Our breath provides communication between our conscious mind and our autonomic nervous system (which operates without our conscious control). This means that our breath is a magical tool for shifting our emotional and physiological state. This somatic connection between conscious awareness and subconscious body processing explains the historical emphasis on breath as a tool for spiritual transformation. Yes, the yogis were onto something.
So, if you need a shift in perception, change your breath.
In this article, I’m going to discuss two of the simplest, most reliable ways to change your mental/emotional state with simple breathing exercises. One of the best parts about both practices is that some science exists to explain why it works. And they are available to you for free, whenever you need a reset.
Practice #1. Simply take some slow, deep breaths.
The advice, “take a deep breath”, is so commonly employed that it almost seems trite. But like most cliches, it is grounded in some truth.
There is compelling research that you can subvert the conscious mind and influence your emotional state by consciously shifting your breathing patterns. More specifically, slow, deep, and relaxed breathing can shift you from a “negative” emotional state to a “positive” one.
Why does it work?
Studies (Philippot, Chapelle, and Blairy 2002) have shown that there are predictable breathing patterns associated with various emotional states (joy, fear, sadness, anger). Even more interestingly, they’ve shown this is a bidirectional relationship - you breathe a certain way when experiencing emotional states, and also breathing in a certain pattern can predictably induce those states. Joy was correlated with slow, deep and relaxed breathing. Conversely, sadness was associated with irregular and shallow breathing.
Use this anytime you’d like a reset by taking a few consciously slow and deep breaths.

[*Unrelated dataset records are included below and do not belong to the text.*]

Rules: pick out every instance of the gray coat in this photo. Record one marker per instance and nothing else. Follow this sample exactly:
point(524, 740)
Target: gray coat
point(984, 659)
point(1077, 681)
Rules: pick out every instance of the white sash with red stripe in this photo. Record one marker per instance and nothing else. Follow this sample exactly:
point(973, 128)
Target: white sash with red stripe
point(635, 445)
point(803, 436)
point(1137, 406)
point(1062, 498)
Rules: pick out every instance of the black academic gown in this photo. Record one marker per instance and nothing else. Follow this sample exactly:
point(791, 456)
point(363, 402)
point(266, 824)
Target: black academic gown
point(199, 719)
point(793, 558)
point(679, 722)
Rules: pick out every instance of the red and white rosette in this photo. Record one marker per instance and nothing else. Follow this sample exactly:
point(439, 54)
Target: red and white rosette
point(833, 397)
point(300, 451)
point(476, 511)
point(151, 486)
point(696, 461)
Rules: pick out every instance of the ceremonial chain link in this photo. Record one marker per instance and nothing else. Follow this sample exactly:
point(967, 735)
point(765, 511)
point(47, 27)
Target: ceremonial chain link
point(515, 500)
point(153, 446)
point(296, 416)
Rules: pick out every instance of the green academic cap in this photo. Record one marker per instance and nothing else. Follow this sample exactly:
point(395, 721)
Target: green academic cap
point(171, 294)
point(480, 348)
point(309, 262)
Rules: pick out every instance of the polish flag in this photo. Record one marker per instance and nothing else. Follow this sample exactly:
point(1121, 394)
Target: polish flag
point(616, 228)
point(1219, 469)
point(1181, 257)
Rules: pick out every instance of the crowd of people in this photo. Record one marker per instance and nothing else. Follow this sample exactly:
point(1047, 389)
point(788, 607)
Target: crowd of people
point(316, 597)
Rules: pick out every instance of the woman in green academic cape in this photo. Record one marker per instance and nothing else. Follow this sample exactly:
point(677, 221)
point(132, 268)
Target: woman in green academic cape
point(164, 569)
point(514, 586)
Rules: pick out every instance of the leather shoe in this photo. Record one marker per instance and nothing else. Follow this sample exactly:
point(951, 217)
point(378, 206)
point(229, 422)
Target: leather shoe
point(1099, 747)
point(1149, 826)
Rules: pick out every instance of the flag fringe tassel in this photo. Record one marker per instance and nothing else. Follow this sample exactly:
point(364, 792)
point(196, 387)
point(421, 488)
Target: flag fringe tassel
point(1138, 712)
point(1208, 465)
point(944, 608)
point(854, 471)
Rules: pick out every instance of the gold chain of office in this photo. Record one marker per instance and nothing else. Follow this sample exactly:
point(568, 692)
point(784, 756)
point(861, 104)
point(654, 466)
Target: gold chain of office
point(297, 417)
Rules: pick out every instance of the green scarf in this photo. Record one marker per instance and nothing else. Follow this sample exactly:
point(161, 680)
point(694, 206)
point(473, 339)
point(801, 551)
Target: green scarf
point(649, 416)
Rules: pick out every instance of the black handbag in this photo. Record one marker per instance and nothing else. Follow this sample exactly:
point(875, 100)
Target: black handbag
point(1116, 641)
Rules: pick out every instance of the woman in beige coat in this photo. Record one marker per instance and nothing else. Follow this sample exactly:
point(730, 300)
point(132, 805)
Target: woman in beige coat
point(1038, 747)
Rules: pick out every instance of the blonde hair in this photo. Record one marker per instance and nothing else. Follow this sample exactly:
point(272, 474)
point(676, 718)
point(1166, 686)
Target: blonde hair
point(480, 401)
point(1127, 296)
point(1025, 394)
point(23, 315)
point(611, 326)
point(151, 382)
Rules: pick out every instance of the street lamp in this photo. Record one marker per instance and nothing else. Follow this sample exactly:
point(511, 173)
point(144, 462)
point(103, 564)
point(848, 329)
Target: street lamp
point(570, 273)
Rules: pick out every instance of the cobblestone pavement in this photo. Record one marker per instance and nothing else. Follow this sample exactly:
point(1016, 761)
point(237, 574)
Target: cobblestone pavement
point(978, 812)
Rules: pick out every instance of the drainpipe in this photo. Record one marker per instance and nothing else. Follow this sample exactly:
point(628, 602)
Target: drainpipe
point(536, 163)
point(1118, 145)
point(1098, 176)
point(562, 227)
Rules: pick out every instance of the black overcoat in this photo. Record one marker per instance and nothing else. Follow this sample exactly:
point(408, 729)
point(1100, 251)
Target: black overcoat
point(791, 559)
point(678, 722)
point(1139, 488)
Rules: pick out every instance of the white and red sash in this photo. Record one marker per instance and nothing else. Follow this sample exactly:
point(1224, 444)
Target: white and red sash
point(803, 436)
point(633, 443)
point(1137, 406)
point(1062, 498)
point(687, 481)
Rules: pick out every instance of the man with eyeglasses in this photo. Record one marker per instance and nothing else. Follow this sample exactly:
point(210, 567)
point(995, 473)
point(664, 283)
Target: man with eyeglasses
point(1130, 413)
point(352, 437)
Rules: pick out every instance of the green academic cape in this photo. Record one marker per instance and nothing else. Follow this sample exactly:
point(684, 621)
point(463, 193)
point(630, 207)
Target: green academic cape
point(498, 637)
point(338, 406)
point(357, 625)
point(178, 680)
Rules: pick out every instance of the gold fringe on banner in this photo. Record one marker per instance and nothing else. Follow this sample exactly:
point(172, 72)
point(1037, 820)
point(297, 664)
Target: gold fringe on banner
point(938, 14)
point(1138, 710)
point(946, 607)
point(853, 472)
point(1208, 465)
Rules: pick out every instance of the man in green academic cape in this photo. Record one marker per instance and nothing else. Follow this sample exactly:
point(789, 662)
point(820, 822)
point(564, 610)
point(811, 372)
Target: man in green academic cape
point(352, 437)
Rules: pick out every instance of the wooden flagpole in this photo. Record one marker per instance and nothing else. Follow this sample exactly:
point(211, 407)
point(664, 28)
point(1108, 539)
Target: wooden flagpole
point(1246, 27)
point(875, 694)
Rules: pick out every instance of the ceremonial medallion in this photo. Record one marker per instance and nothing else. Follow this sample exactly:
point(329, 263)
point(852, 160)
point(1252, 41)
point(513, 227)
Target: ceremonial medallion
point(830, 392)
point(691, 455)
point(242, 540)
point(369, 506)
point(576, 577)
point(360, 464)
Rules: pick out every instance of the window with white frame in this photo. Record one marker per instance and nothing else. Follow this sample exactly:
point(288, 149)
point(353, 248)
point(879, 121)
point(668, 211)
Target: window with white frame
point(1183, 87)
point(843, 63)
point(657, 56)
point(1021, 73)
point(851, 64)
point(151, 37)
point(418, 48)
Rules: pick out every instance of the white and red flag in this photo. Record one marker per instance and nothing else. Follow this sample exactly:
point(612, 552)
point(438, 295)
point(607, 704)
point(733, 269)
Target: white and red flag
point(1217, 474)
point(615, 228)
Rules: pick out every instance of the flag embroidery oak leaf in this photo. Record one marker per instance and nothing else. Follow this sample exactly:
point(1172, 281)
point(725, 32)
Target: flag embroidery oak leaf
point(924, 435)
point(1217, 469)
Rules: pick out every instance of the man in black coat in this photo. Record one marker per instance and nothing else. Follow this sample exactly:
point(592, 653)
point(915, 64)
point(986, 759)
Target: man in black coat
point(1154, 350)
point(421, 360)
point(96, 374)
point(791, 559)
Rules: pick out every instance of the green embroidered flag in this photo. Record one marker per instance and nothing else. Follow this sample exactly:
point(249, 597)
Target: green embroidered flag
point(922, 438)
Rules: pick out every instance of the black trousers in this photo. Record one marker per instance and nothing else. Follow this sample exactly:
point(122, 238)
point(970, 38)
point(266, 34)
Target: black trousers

Start by taking a full, deep inhale and release a long exhale. Do this in a way that feels conscious but not strained -- aim to keep the breathing pattern relaxed.
Repeat until you feel a shift in your emotional state.
Practice #2. Lengthen your exhale, so it is slightly longer than your inhale.
Why does it work?
As mentioned above, our breath is the link between our conscious mind and our autonomic nervous system. One way it exerts this influence is that the inhale is controlled by the sympathetic (“fight or flight”) nervous system, while the exhalation is controlled by the parasympathetic nervous (“rest and digest”) system. When you shift to a slightly longer exhalation, you are switching yourself into a parasympathetic dominant state. This leads to feelings of calm and relaxation.
The following breathing exercise is a powerful tool to downshift into your parasympathetic nervous system. In the parasympathetic or "rest and digest" state, healing and regeneration can occur.
The simplest way to do this, is to take a big inhale, and let out an even longer, slow exhale. You can make this a formal practice by counting the breaths and making the exhale twice as long as your inhale - full instructions below.
To begin, take a few slow, deep breaths
Inhale for the count of 3. Pause at the end of the inhale.
Exhale for the count of 6
Repeat for at least 3 breaths.
Notice how you feel!
*Adjust the count according to your own comfortable breathing rate, for example, you can breathe in for the count of 2, out for 4 (experiment with any 1:2 ratio depending on what feels best for you). The most important thing is that your exhale is longer than your inhale.